Anonymous 0 Comments

The assumption is that violation of the law and guilt are the same thing. But they are not exactly. Jury might decide, yeah the dude totally did the deed but no he is not guilty because the law is stupid to begin with. And then you have a court precedent making the law unenforceable.

Anonymous 0 Comments

Theres cases where a defendant according to the law would be found guilty. But if it was done in say good faith or in self defence or something like that. Then the jury can decide that its simply not fair that someone who had no choice but to break the law should be punished. The laws are meant for when you do something wrong with intent. Not for circumstances that are not reasonable within your might.

Ive watched the entire Darrell Brooks case as he is quite famous in anti sovereign citizen communities.
He had some delusional idea that he could appeal to “Sure I ran my moms car into over 70 people and killed 8 or so of them… But IVE been hurting as well. Please feel sorry for me.”

In Wisconsin theres apparently no death penalty. But I guarantee you that the jury would have given him that if they had any ability to do that.

Even without him trying really really hard to provoke Dorrow so he could get a mistrial.
She did a perfect record on everything and that case is going to be used as teachings on how to act in court.
The judge wasnt stacked against Brooks. Facts were. I guess the “shaggy defense” dont really play well when the prosecutor can literally press play on a video and you see the defendant clearly sitting in his car as it runs into people. Brooks never gave any coherent defense. He tried going in various ways but never followed through. And most his questions had no defense value.

Anonymous 0 Comments

It is a consiquence of two other facts:

1. Double Jepordy: You can’t be tried for the same crime twice.
2. The Jury’s verdict is final. Their deliberations are not up for debate.

So if they come back with a not guilty verdict, despite all the evidence, the defendant gets off.

Anonymous 0 Comments

This video from CGP grey has really good information on this matter: https://youtu.be/uqH_Y1TupoQ?si=kHM-foAayR1JuwCU

Anonymous 0 Comments

A jury can technically return any verdict they damn well please, as long as it’s unanimous.

If the jury decides “sure, the defendant definitely committed the crime but *we don’t give a shit* and we’re going to return a unanimous ‘Not Guilty’ verdict anyway”, then they have *nullified* the consequences of that law.

Judges want juries to return the verdict that they “should” return, based on the evidence shown, and they do *not* want juries to just give any old verdict they like. So they absolutely positively do not want the juries to be told that they have that option.

Anonymous 0 Comments

Alright! Let’s break it down step by step:

1. Imagine a classroom where the teacher has rules.
2. Let’s say a student breaks a rule, like drawing during class.
3. The class votes if the student did it or not.
4. Even if everyone knows the student did it, they can vote “not guilty” if they think the rule is unfair.
5. This is like “Jury Nullification”. It’s when a jury thinks someone broke the law, but they vote “not guilty” because they believe the law isn’t right.

Anonymous 0 Comments

In addition to what has been mentioned already, there is a motion for judgment notwithstanding verdict (JNOV) that can be made, essentially asking the judge to overturn the jury’s decision on the basis that no reasonable jury could come to that conclusion. It is understandably a high burden to overcome.

Anonymous 0 Comments

It’s a conflict of 2 rules:

You can’t be tried twice for the same crime

The jury can’t be punished for a wrong verdict.
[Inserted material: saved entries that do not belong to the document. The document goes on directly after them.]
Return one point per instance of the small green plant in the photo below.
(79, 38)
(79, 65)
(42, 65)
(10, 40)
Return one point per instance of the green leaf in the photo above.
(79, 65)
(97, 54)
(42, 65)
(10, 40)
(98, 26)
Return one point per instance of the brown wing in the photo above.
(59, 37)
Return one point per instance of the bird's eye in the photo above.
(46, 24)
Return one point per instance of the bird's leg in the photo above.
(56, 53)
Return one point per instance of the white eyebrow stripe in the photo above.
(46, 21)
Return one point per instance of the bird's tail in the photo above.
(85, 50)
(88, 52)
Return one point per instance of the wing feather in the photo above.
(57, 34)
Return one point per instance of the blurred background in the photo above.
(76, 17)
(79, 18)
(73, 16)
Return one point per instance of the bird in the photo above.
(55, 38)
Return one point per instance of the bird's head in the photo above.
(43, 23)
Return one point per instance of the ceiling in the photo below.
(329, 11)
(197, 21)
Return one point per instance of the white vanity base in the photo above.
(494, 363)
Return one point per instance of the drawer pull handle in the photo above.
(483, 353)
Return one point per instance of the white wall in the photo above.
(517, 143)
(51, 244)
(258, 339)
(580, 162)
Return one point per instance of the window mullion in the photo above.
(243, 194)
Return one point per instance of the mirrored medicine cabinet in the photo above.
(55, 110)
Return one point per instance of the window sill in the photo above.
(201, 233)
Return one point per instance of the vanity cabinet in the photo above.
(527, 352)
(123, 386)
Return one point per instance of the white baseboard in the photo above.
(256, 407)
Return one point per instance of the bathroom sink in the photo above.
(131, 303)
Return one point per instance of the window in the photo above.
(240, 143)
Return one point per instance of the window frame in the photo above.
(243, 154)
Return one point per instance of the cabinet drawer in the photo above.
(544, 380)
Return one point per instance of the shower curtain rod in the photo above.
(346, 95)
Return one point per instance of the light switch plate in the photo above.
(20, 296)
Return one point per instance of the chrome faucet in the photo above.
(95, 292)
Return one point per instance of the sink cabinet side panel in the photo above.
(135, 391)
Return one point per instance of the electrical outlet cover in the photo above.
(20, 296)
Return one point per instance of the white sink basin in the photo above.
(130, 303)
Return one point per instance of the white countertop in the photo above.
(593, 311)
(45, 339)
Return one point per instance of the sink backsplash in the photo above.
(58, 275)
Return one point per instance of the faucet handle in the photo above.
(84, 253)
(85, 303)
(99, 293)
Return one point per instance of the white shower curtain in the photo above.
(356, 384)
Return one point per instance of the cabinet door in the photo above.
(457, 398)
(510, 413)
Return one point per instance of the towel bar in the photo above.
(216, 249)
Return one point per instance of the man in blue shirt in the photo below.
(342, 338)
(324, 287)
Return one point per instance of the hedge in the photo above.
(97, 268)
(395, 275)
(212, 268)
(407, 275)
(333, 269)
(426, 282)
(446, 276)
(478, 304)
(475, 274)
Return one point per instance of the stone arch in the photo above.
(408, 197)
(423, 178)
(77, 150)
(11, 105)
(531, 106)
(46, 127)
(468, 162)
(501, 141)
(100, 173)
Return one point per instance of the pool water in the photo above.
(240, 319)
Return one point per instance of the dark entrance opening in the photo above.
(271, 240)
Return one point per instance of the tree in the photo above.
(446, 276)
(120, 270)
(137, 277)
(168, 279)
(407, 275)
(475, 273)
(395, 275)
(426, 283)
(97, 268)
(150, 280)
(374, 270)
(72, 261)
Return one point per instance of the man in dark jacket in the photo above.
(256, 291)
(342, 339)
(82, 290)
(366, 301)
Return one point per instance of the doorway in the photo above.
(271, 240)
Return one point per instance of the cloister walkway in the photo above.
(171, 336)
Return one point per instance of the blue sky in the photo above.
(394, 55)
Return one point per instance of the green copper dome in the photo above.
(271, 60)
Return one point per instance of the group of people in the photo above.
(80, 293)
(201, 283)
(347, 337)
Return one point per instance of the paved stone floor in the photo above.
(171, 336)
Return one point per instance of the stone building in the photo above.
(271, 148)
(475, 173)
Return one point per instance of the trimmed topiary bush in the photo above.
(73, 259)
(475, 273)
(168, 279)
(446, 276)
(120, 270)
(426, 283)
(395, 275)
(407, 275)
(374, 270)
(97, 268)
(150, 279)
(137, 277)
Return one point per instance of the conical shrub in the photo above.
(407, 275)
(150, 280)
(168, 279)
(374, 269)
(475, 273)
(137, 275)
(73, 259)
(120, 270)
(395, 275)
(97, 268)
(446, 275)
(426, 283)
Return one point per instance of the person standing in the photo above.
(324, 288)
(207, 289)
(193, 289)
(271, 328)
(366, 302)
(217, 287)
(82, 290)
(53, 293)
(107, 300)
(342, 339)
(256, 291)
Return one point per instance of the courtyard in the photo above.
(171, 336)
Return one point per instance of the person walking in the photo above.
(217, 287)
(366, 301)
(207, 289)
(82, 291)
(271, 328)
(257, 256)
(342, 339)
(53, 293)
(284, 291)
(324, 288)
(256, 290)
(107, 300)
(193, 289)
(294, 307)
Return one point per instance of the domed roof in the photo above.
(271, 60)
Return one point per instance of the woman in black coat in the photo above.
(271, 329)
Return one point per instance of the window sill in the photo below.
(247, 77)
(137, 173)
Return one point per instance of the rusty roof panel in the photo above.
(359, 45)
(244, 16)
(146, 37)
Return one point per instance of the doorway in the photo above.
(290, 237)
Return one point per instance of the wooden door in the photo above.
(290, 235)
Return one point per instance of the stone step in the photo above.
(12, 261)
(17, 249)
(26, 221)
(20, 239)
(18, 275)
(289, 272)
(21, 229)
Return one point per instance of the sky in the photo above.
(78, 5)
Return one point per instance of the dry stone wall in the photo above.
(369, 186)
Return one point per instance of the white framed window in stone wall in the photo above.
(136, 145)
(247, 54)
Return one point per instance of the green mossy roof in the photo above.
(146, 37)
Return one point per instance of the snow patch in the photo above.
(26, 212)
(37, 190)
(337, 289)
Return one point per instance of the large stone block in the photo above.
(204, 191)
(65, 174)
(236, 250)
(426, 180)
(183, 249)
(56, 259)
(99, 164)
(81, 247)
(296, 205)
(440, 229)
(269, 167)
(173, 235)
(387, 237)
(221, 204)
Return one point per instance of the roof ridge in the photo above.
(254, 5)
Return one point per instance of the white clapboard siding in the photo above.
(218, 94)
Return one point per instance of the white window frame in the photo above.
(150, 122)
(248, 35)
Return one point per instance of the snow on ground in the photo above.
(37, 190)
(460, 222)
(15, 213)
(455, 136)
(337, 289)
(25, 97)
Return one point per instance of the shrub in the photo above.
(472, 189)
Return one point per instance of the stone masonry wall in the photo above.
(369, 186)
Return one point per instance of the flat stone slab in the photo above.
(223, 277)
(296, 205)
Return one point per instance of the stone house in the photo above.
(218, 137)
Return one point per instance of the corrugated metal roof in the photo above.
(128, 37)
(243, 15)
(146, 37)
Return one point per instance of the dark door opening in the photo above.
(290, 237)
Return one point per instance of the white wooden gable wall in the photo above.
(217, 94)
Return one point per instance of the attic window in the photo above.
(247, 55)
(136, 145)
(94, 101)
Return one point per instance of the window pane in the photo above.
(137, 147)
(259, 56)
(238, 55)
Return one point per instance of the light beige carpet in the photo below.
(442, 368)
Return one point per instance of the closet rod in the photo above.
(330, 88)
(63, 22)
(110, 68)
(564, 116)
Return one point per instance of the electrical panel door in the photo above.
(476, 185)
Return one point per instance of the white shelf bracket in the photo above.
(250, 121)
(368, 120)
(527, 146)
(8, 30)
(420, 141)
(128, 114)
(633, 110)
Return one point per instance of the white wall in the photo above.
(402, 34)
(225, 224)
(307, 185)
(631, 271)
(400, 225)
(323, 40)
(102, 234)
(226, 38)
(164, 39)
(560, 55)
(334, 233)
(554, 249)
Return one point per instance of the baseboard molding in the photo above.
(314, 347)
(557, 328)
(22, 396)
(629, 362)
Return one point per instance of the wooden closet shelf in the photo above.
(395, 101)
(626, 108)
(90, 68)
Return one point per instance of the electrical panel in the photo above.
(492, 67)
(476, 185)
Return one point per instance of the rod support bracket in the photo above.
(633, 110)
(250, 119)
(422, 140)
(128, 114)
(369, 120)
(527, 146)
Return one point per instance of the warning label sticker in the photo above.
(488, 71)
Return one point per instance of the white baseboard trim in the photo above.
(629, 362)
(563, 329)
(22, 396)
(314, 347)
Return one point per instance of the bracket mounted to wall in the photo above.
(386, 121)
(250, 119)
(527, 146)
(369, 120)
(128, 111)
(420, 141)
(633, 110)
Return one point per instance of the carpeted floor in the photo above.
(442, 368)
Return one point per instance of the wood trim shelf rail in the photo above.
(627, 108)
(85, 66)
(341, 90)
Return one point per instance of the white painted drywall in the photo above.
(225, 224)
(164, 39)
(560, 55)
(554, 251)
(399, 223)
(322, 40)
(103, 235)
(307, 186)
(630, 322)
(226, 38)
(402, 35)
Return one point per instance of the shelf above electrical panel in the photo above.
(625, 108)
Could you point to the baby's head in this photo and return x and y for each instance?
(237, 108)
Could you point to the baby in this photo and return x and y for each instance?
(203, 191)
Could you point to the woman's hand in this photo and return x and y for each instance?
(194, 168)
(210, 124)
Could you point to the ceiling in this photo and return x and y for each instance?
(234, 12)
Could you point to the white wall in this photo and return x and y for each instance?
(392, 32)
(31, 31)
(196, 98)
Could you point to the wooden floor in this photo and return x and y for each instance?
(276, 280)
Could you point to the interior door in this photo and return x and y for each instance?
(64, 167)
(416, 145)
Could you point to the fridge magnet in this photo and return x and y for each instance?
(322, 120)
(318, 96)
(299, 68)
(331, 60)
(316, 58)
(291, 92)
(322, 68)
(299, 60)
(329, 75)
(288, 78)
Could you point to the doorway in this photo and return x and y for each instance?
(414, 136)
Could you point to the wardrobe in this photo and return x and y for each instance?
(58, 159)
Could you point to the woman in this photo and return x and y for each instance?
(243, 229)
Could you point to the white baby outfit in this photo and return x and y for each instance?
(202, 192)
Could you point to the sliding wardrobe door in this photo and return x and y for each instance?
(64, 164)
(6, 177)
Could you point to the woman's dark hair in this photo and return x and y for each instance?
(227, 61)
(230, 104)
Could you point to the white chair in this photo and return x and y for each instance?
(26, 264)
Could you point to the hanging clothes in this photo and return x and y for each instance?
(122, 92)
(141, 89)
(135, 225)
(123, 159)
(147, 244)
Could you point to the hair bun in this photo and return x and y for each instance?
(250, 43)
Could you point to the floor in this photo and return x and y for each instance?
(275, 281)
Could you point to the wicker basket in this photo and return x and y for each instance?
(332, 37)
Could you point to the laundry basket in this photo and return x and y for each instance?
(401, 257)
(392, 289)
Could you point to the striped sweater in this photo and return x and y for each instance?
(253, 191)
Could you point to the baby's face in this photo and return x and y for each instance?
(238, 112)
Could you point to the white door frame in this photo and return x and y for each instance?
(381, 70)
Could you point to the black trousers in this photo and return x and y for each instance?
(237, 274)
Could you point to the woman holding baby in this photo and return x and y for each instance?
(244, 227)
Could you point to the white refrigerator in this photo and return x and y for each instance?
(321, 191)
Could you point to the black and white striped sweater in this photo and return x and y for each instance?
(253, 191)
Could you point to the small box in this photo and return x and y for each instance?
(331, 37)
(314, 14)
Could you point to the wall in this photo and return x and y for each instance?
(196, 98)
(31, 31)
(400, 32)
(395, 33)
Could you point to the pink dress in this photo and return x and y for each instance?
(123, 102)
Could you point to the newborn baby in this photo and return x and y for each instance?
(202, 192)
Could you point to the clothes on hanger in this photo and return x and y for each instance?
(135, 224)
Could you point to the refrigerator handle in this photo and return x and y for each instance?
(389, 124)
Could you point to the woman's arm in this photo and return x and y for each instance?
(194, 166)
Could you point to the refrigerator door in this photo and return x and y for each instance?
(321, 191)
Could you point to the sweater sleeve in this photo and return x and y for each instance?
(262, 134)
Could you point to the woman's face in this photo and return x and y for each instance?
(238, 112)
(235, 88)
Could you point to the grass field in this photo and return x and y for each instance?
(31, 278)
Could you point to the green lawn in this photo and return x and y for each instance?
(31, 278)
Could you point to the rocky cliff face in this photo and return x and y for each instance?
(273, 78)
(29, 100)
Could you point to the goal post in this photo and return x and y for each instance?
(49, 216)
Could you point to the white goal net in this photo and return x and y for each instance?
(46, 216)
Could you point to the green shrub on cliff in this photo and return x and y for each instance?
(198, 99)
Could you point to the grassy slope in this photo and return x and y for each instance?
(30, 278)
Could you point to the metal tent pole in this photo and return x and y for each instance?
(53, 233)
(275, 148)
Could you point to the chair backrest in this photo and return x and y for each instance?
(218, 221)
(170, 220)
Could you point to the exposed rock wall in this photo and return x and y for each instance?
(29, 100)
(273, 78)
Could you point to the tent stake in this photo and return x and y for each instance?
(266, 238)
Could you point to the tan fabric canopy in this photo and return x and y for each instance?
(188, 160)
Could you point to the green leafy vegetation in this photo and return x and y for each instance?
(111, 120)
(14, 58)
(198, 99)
With those two rules the Jury can look at the case and say “this guy is definitely guilty but we don’t want to convict him as guilty so he’s officially not guilty”. The person doesn’t go to jail, and the jury isn’t punished, and that case can’t be revisited as the verdict is already decided

Anonymous 0 Comments

Can the judge say this?

Anonymous 0 Comments

A good example where jury nullification might have been a valid tactic is the case of [Ken McElroy](https://en.wikipedia.org/wiki/Ken_McElroy)

McElroy was essentially the town bully, and vicious one at that. He apparently engaged in witness intimidation, and was never convicted on 20 cases for child abuse, cattle rustling, and theft. He was finally convicted of attempted murder after shooting the elderly town grocer, and continued to harass the populace while he appealed his conviction, coming into a bar with an M1 rifle and stating he may still kill the grocer.

The next day McElroy was shot in broad daylight on Main Street with two different weapons firing the shot in front of 30-40 witnesses. None of the townspeople came forward to say they saw who did it, the community was glad to be rid of McElroy.

Suppose a shooter was caught and put on trial for murdering McElroy. The jury might vote not guilty to use nullification as a way to say “Nah, we’re fine with the end result here. What’cha bringing to the potluck Sunday night?”

Another case where nullification might be used is suppose an underage couple 15.5F and 13M has consensual sex, and the girl’s father gets p.o.’ed, is an influential person around the town, and pushes the DA to pursue the guy for statutory rape. The jury, recognizing that the girl isn’t being equally charged when as the older one was probably more of the instigator of the act, might feel that the prosecution is unfair, and vote not guilty despite the evidence as a nullification to an unjust prosecution.